Her nemesis emerges as Yong-ha (Song), a foreman of a fishing trawler exploiting illegal immigrants for cheap labour. He and his harridan mother psychologically and physically abuse his spacey, withdrawn teenage daughter, Do-hee (Kim) in a series of increasingly disturbing scenes.
When Do-hee flees to Young-nam’s house to escape her family, events spiral beyond the policewoman’s control.
Shifting tones like much great Korean cinema, it’s difficult to pin a specific genre on A Girl At My Door.
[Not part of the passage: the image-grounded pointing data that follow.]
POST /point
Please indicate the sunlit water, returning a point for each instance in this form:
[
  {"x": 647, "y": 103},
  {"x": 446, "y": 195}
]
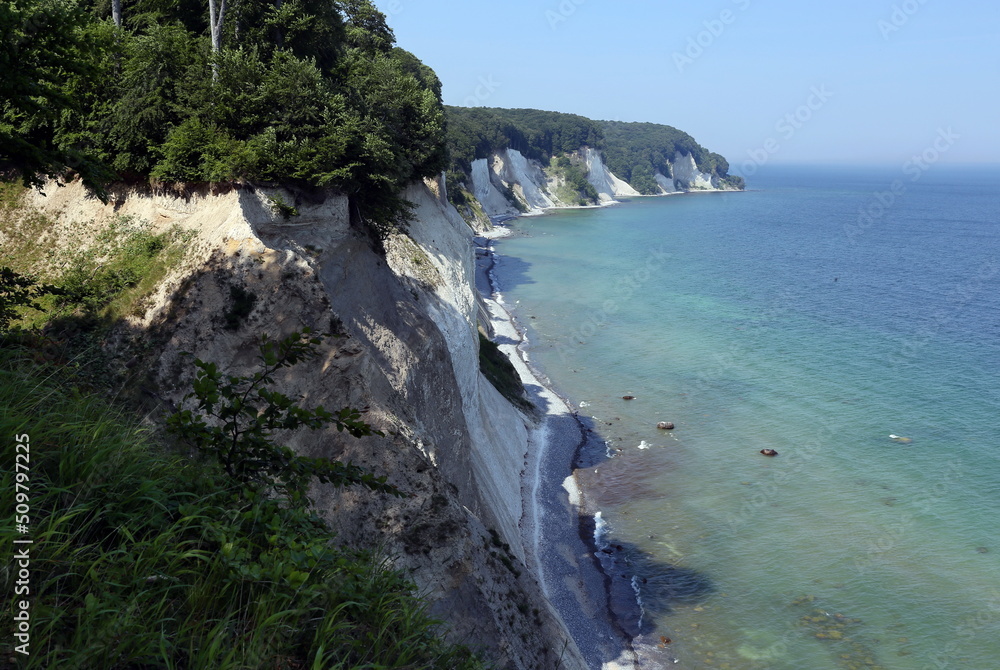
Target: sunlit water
[{"x": 777, "y": 318}]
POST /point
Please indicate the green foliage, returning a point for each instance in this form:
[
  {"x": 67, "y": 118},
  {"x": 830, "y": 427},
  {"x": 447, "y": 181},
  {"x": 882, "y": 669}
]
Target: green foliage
[
  {"x": 16, "y": 293},
  {"x": 121, "y": 258},
  {"x": 235, "y": 418},
  {"x": 144, "y": 560},
  {"x": 477, "y": 132},
  {"x": 498, "y": 369},
  {"x": 636, "y": 151},
  {"x": 576, "y": 180},
  {"x": 303, "y": 91},
  {"x": 281, "y": 207},
  {"x": 633, "y": 151}
]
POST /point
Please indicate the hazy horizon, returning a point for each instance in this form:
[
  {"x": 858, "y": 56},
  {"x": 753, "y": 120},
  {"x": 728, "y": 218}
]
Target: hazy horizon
[{"x": 859, "y": 82}]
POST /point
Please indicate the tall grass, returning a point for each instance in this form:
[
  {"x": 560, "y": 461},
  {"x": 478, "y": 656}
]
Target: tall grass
[{"x": 146, "y": 560}]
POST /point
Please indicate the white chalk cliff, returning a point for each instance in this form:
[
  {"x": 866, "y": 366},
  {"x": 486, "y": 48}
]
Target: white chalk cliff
[
  {"x": 408, "y": 352},
  {"x": 508, "y": 175},
  {"x": 687, "y": 175}
]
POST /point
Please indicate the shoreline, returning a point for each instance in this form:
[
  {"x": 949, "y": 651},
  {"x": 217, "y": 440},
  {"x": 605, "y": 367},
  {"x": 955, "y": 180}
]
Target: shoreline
[
  {"x": 542, "y": 211},
  {"x": 557, "y": 532}
]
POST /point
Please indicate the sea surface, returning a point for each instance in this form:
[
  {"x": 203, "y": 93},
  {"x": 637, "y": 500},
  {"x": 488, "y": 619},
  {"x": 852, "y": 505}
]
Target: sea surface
[{"x": 817, "y": 314}]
On the surface a drama, the bubbling sense of dread and unease makes it seem more like a thriller.
What it ultimately emerges as is a woman’s picture in the vein of the great Hollywood melodramas such as Mildred Pierce or The Reckless Moment.
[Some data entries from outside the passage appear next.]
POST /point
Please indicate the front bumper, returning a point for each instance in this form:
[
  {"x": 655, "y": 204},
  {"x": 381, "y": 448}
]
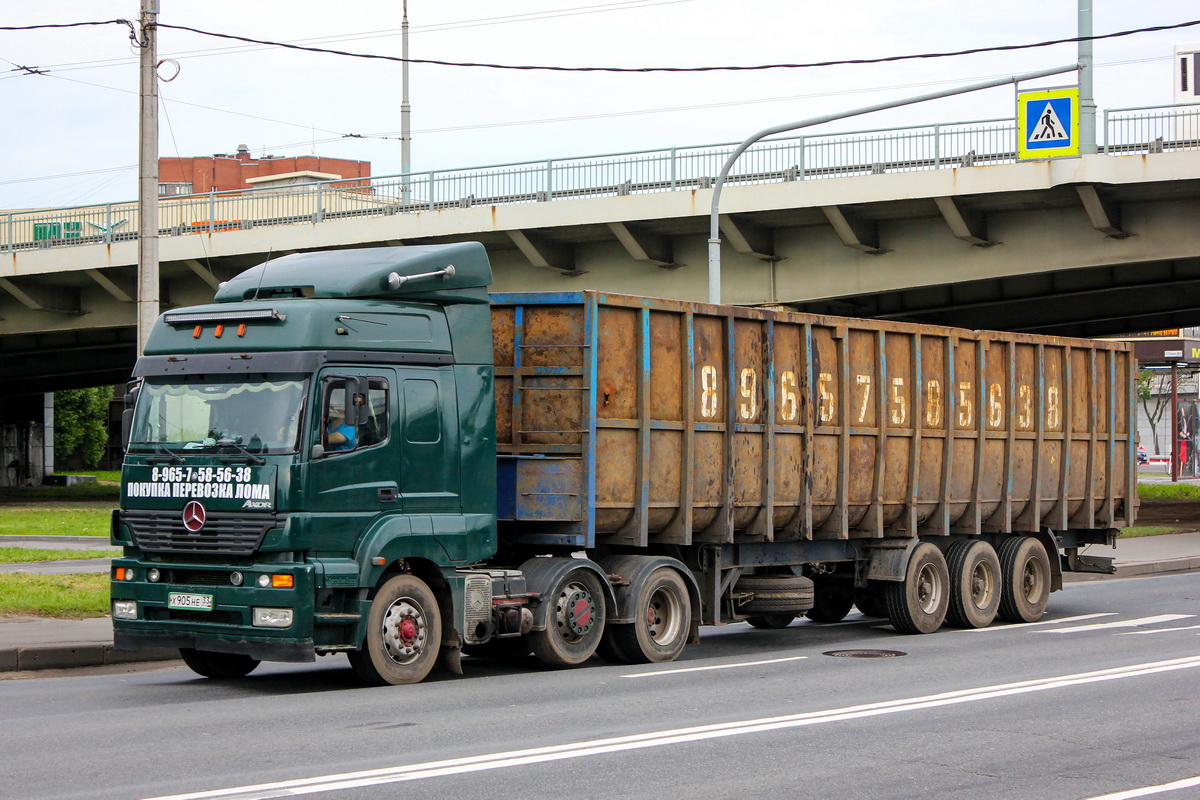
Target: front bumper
[{"x": 228, "y": 626}]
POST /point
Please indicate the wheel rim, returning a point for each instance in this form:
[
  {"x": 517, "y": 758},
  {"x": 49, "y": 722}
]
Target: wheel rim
[
  {"x": 663, "y": 617},
  {"x": 405, "y": 631},
  {"x": 575, "y": 613},
  {"x": 983, "y": 585},
  {"x": 1032, "y": 581},
  {"x": 929, "y": 589}
]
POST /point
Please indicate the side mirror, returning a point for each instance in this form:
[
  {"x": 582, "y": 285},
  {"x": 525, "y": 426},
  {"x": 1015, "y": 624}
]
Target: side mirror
[
  {"x": 357, "y": 400},
  {"x": 126, "y": 428}
]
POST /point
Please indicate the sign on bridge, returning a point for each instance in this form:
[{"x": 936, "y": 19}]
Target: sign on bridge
[{"x": 1048, "y": 124}]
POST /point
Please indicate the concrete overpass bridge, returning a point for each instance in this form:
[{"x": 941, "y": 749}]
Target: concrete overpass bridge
[{"x": 934, "y": 223}]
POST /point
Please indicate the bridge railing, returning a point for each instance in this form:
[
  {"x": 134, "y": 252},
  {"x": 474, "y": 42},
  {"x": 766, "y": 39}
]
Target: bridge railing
[
  {"x": 1152, "y": 128},
  {"x": 803, "y": 157}
]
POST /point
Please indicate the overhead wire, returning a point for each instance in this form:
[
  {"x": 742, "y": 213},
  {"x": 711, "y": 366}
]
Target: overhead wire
[{"x": 888, "y": 59}]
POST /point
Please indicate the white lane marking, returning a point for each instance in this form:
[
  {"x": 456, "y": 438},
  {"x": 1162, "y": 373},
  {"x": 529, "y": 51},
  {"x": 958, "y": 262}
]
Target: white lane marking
[
  {"x": 1150, "y": 789},
  {"x": 671, "y": 737},
  {"x": 1161, "y": 630},
  {"x": 1122, "y": 623},
  {"x": 1045, "y": 621},
  {"x": 744, "y": 663}
]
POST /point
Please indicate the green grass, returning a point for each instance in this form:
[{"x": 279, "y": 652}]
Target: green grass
[
  {"x": 1168, "y": 492},
  {"x": 108, "y": 475},
  {"x": 67, "y": 596},
  {"x": 82, "y": 492},
  {"x": 22, "y": 554},
  {"x": 1149, "y": 530},
  {"x": 55, "y": 519}
]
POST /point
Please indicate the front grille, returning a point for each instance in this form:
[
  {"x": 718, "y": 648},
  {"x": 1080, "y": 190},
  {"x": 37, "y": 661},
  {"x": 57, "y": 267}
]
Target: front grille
[
  {"x": 225, "y": 533},
  {"x": 199, "y": 577}
]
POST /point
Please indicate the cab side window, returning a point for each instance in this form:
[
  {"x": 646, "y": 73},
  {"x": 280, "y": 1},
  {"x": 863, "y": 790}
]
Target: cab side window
[{"x": 354, "y": 414}]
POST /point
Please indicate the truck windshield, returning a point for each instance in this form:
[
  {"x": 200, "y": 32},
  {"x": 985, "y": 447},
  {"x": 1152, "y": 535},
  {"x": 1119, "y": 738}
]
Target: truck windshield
[{"x": 261, "y": 417}]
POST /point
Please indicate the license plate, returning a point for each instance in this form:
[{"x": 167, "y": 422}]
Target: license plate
[{"x": 191, "y": 602}]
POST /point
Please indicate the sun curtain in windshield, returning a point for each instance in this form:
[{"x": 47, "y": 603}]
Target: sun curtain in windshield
[{"x": 259, "y": 416}]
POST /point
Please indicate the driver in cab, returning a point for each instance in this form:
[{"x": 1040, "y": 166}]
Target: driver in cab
[{"x": 339, "y": 435}]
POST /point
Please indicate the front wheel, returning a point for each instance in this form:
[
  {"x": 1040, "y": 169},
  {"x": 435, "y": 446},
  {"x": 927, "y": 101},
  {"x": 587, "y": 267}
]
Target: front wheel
[
  {"x": 574, "y": 621},
  {"x": 1025, "y": 570},
  {"x": 918, "y": 603},
  {"x": 403, "y": 635},
  {"x": 661, "y": 620},
  {"x": 222, "y": 666}
]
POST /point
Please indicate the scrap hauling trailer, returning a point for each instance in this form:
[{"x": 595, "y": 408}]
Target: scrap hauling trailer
[{"x": 361, "y": 451}]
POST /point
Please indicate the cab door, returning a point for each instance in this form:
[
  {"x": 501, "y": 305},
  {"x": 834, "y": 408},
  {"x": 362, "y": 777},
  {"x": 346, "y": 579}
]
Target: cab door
[{"x": 348, "y": 486}]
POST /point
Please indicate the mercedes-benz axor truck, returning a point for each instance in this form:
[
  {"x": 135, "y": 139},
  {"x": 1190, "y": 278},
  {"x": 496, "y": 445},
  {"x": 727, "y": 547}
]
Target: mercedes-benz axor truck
[{"x": 363, "y": 451}]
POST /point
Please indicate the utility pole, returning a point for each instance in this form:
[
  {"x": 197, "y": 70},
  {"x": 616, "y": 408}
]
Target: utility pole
[
  {"x": 148, "y": 174},
  {"x": 1086, "y": 101},
  {"x": 406, "y": 134}
]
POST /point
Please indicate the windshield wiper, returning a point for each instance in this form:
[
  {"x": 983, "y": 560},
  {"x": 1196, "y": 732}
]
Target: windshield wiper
[
  {"x": 169, "y": 458},
  {"x": 229, "y": 443}
]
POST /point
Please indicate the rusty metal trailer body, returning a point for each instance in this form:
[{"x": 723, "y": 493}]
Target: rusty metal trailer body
[{"x": 745, "y": 439}]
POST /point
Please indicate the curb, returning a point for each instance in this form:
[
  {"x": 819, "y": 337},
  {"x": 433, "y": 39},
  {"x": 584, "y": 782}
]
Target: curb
[{"x": 60, "y": 656}]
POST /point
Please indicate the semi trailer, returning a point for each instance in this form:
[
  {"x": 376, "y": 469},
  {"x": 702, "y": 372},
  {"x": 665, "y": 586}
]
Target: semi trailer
[{"x": 363, "y": 451}]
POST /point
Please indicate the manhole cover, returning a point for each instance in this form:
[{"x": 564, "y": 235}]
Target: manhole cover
[{"x": 864, "y": 654}]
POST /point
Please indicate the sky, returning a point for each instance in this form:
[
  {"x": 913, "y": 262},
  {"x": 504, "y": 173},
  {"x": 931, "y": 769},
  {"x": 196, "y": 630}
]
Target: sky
[{"x": 70, "y": 137}]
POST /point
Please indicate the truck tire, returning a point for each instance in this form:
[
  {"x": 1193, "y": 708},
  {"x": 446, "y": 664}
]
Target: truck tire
[
  {"x": 403, "y": 635},
  {"x": 575, "y": 621},
  {"x": 975, "y": 583},
  {"x": 775, "y": 594},
  {"x": 222, "y": 666},
  {"x": 1025, "y": 579},
  {"x": 661, "y": 620},
  {"x": 918, "y": 603},
  {"x": 832, "y": 601}
]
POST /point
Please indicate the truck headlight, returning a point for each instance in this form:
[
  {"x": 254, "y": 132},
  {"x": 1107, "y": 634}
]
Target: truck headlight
[{"x": 273, "y": 617}]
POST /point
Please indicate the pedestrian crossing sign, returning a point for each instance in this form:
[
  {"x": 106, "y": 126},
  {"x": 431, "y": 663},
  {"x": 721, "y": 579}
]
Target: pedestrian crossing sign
[{"x": 1048, "y": 124}]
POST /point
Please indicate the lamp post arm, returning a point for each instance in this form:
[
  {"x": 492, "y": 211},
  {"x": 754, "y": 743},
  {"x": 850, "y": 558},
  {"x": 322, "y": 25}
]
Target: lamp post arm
[{"x": 714, "y": 235}]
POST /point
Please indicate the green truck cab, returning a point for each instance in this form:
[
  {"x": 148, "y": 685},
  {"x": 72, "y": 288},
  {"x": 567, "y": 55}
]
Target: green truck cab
[
  {"x": 253, "y": 527},
  {"x": 363, "y": 451}
]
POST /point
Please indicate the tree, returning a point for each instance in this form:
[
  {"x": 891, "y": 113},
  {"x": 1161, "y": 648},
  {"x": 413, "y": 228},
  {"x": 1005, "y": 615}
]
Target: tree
[
  {"x": 81, "y": 422},
  {"x": 1155, "y": 392}
]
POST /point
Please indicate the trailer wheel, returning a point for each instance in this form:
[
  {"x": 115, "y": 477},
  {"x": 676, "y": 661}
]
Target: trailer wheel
[
  {"x": 975, "y": 583},
  {"x": 661, "y": 621},
  {"x": 1025, "y": 587},
  {"x": 222, "y": 666},
  {"x": 403, "y": 635},
  {"x": 831, "y": 601},
  {"x": 918, "y": 603},
  {"x": 574, "y": 624}
]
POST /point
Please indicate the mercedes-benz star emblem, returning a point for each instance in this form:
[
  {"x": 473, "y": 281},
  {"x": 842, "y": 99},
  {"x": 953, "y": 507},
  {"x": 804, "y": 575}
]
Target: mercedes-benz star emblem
[{"x": 193, "y": 516}]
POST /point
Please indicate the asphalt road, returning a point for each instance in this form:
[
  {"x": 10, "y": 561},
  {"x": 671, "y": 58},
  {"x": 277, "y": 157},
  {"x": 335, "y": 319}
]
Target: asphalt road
[{"x": 1098, "y": 698}]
Led by Doona Bae’s astonishing performance, her expressive eyes doing most of her talking, Jung’s movie is about a woman’s struggle for acceptance when on the receiving end of either anger or confusion from the men in her life.
Young-nam pointedly shares more in common with the illegal immigrants being exploited or the abused Do-hee than with her fellow officers or the women in the local hair salon.
Kim proves herself an actress to note, moving from joy to abject misery in the flick of a heartbreaking crooked smile.
Jung displays a gift for judging mood, knowing how dark to make the drama without tipping over into empty exploitation, keeping visuals in well-composed mid-shot.
And she tops it all off with an ending guaranteed to move even the most stoic bottom lip.